SHANGHAI – The International Monetary Fund’s recent decision to add the Chinese renminbi to the basket of currencies that determine the value of its reserve asset, the Special Drawing Right, has captured headlines around the world. But the SDR itself has not exactly dominated discussions – much less transactions – since its creation in 1969. So does the decision really matter?
In fact, given the SDR’s very limited role in the global economy, the move will have few concrete effects in the short term. In the longer term, however, the attention the decision has attracted could spur wider use of the SDR. More important, at least for now, the decision amounts to an endorsement by the IMF of the progress China has made toward renminbi internationalization, while reflecting – and reinforcing – China’s growing economic clout.

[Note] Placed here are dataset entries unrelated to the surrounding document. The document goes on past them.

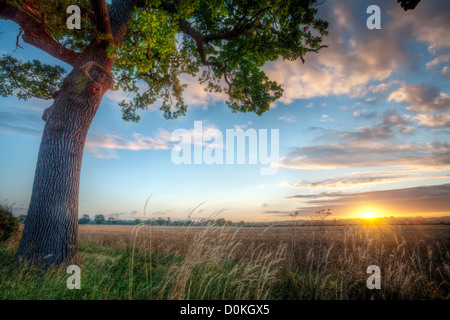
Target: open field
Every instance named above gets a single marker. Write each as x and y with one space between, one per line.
307 262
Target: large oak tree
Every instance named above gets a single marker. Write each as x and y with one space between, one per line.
141 47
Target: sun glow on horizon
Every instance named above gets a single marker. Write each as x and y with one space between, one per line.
369 214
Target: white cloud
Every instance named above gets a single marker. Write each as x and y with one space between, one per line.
421 98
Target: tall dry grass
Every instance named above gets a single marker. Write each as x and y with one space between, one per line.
315 262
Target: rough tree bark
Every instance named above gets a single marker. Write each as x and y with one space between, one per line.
51 228
50 235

Since China joined the World Trade Organization in 2001, its GDP has surged from about CN¥20 trillion ($3.1 trillion) to CN¥60 trillion. In 2009 China became the world’s largest exporter. And last year, according to the IMF, China overtook the United States to become the world’s largest economy (in purchasing power parity terms). The acknowledgement by the IMF board, which represents all 188 of the Fund’s member countries, that the renminbi meets “all existing criteria” for inclusion in the SDR basket is another step forward along this path of progress.
It is important to note, however, that meeting “all existing criteria” does not place the renminbi on par with, say, the US dollar – or, indeed, with any of the other SDR currencies (the euro, the British pound, or the Japanese yen) – in terms of international usage. On the contrary, despite China’s massive GDP and trade volume, the renminbi’s share in the global foreign-exchange market remains negligible. And the process of internationalizing the renminbi is far from complete.